インデックスを使用してベクターに書き込むのにかかった時間。 :11.3909ミリ秒
インデックスを使用してベクターから順番に読み取るのにかかる時間。 :4.09106ミリ秒
インデックスを使用してベクトルからランダムに読み取るのにかかった時間。 :39ミリ秒
反復子を使用してベクターに書き込むために要した時間(順次)。 :24.9949ミリ秒
イテレーターを使用してベクターから読み取るのにかかる時間(順次)。 :18.8049ミリ秒
速度の面では、ほぼ同じかもしれません。とにかく、プロファイルとチェックを行うことができます。
少なくとも、使用する変数の数を減らすことができます:)
for( i = 0; i < size ; i++){
// some operations on v items
v[i];
v[size-i+1];
}
約 const_iterator
:Plsは私のQを参照します:A re const_iteratorsより高速ですか?

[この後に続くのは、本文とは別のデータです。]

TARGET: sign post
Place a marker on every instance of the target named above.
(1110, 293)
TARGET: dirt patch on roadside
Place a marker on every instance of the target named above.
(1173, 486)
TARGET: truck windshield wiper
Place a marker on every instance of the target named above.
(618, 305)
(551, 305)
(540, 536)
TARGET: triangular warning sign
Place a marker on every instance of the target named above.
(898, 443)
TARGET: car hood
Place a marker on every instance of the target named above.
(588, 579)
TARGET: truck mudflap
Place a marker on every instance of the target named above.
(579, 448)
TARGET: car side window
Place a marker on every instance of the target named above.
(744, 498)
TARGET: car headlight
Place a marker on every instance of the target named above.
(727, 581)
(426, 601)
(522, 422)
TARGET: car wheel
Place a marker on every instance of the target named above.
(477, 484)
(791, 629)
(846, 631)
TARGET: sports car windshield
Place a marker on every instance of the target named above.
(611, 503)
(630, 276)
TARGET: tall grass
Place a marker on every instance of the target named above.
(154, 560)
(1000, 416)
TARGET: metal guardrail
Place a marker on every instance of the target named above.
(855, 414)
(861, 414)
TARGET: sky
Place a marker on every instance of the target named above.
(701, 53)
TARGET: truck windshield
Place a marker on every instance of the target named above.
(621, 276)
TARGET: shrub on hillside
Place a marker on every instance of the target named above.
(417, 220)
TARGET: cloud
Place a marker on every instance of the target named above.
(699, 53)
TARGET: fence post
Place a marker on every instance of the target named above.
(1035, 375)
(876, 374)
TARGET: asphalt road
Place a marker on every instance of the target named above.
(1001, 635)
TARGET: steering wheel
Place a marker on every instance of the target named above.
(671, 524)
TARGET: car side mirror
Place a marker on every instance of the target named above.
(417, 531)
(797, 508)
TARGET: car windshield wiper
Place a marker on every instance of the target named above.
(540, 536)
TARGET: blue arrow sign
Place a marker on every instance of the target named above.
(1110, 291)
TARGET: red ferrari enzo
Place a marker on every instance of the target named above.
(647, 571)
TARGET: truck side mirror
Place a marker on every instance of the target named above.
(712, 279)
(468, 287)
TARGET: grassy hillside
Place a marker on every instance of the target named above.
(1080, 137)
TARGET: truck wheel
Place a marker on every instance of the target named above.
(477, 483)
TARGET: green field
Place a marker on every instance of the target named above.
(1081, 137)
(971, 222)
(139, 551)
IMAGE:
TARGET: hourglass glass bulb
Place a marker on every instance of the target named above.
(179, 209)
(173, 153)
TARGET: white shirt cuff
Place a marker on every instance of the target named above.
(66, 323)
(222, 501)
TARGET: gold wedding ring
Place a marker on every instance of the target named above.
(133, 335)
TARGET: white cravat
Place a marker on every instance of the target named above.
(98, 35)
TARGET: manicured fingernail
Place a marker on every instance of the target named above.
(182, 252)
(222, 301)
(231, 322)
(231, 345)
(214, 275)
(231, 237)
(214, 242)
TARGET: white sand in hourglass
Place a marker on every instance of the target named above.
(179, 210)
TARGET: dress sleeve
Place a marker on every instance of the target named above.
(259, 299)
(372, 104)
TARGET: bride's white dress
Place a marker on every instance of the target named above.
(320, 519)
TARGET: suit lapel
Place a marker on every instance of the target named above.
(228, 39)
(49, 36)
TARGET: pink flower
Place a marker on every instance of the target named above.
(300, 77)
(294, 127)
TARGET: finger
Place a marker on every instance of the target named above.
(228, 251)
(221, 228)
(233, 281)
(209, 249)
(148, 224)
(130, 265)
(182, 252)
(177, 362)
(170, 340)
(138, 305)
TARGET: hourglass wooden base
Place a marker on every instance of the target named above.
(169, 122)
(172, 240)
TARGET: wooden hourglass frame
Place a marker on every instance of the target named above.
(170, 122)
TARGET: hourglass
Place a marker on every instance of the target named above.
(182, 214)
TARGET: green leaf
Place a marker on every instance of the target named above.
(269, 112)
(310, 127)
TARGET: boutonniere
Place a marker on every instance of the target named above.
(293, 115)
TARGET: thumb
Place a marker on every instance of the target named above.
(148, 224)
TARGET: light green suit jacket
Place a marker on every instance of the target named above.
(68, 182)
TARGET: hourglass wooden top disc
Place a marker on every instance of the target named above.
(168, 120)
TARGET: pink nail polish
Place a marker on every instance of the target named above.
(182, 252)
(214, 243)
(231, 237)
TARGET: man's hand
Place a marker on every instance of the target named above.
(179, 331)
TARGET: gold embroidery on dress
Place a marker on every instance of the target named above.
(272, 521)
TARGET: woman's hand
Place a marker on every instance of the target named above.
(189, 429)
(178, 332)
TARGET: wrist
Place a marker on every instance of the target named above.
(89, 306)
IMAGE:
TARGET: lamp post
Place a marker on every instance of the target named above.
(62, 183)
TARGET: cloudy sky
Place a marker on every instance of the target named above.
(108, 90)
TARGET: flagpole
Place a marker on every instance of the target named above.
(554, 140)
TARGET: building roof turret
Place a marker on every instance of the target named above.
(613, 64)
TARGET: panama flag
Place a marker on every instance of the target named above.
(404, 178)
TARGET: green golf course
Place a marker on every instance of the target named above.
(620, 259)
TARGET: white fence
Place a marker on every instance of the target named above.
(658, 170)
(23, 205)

私はイテレータに行きますが、最適化するのはループ内でend()
を呼び出し、preincrementをpostincrementに変更することです。つまりしたい
std::vector<SomeClass *> v;
std::vector<SomeClass *>::iterator i,ie;
std::vector<SomeClass *>::reverse_iterator j,je;
// i loops forward, j loops backward
for( i=v.begin(),ie=v.end(), j=v.rbegin(),je=v.rend(); i!=ie && j!=je; ++i,++j ){
// some operations on v items
}
そして、私はそれが時期尚早なマイクロ最適化だとは思わず、ただより良いコードを書いているだけです。効率的なコードの時期尚早なマイクロ最適化を記述し、思考をプロファイリングに置き換えようとするあらゆる試みを呼び出すよりもはるかに邪悪ではありません。